2. Description of the Prior Art
In the Wankel type rotary piston engine which comprises a casing composed
of a rotor housing having a trochoidal inner peripheral surface and side
housings which close the opposite ends of the rotor housing, an eccentric
shaft, and a polygonal rotor adapted to eccentrically rotate around said
eccentric shaft with apex portions thereof sliding over said trochoidal
inner peripheral surface, the flame in the combustion chamber initiated by
the ignition plug generally propagates very rapidly toward the leading
side of the combustion chamber as seen in the rotational direction of the
rotor due to a flow of fuel-air mixture generated by the rotation of the
rotor, whereas the flame is hard to propagate toward the opposite trailing
side of the combustion chamber. Because of this, the fuel-air mixture
existing in the trailing region of the combustion chamber is prone to
imperfect combustion thereby causing poor fuel comsumption, simultaneously
increasing the emission of harmful uncombusted components such as HC and
CO.
In order to solve these problems, there has been proposed a new type of
stratified-charged rotary piston engine having a first intake port formed
as a peripheral port which opens in the trochoidal inner peripheral
surface of the rotor housing and a second intake port preferably formed as
a side intake port which opens in the flat inside surface of the side
housing at a position advanced from said first intake port as seen in the
rotational direction of the rotor. The first intake port supplies a
relatively rich fuel-air mixture whereas said second port supplies only
air thereby ultimately providing a stratified charge in the combustion
chamber of the engine in a manner such that the leading side of the
combustion chamber is charged with a relatively rich fuel-air mixture
while the trailing side thereof is charged substantially with air. This
pattern of stratified charging facilities complete combustion of fuel in
the combustion chamber and provides an advantage that a higher overall
air/fuel ratio can be employed thereby improving the fuel consumption and
reducing the emission of harmful uncombusted components. In this
connection, there has been proposed a new type of carburetor for use with
a stratified-charged rotary piston engine of the aforementioned type, said
carburetor comprising a first supply system adapted to supply fuel-air
mixture and a second supply system adapted to supply only air, said two
supply systems having individual throttle valves operationally co-related
with each other to control the total supply of air to the engine. In this
case, it has also been proposed to incorporate a special timing mechanism
into the linkage co-relating the two throttle valves so that the opening
phase of the throttle valve in said second supply system is somewhat
delayed from that of the throttle valve in said first supply system,
thereby effecting a temporary supply of a richer fuel-air mixture during
acceleration of the engine to provide better accelerating performance.

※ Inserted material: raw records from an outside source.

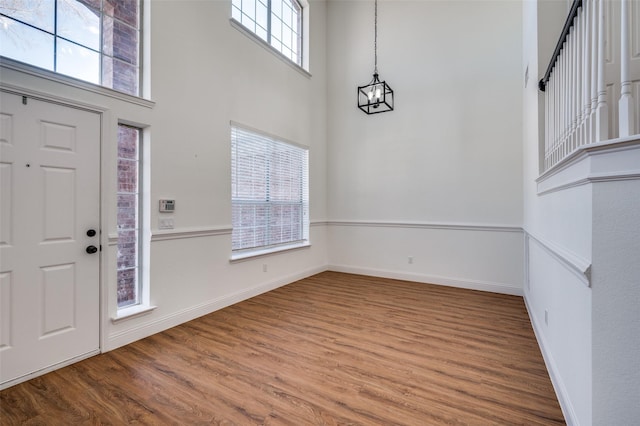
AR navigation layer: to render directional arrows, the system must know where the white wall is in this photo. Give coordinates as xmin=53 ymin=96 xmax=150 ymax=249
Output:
xmin=326 ymin=0 xmax=524 ymax=293
xmin=0 ymin=0 xmax=330 ymax=352
xmin=522 ymin=2 xmax=593 ymax=424
xmin=591 ymin=179 xmax=640 ymax=425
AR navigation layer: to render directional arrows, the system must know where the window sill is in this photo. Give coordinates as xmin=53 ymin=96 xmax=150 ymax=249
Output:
xmin=229 ymin=19 xmax=311 ymax=79
xmin=230 ymin=242 xmax=311 ymax=262
xmin=0 ymin=57 xmax=155 ymax=109
xmin=111 ymin=304 xmax=157 ymax=324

Although a stratified-charge rotary piston engine of the aforementioned
type is capable of operating satisfactorily at a normal speed and load
operating condition, it still has the problem that operation at a low
speed and low load condition (performed by a very small supply of fuel) is
prone to become unstable. Furthermore, in a low speed and load operation
or idling operation, the exhaust gas temperature substantially lowers and
causes a problem that a reactor for purifying uncombusted components such
as HC and CO is not maintained in a hot condition required for performing
its purification process, thereby causing poor purification efficiency.
SUMMARY OF THE INVENTION
It is therefore an object of the present invention to deal with the
aforementioned problems and to provide an improved carburetor for use with
a stratified-charged rotary piston engine of the aforementioned particular
type.
In accordance with the present invention, the above-mentioned object is
accomplished by a carburetor for use with a stratified-charged rotary
piston engine, comprising a first supply system having an air-flow
passage, a throttle valve, main fuel supply system and a slow/idle fuel
supply system, and a second supply system having an air flow passage and a
throttle valve which is operationally co-related with said throttle valve
in said first supply system. The improvement comprises a second slow/idle
fuel supply system provided in one of said first and second supply
systems, said second slow/idle fuel supply system having a control valve
which selectively intercepts the flow of fuel through said second
slow/idle fuel supply system, a first sensing means for sensing the speed
condition of the engine, a second sensing means for sensing the
temperature condition of the exhaust gas of the engine, and a control
means for controlling said control valve depending upon the information
received from said first and second sensing means in a manner such that
the flow of fuel through said second slow/idle fuel supply system is
intercepted when the engine speed is above a predetermined slow level and
the exhaust gas temperature is above a predetermined value.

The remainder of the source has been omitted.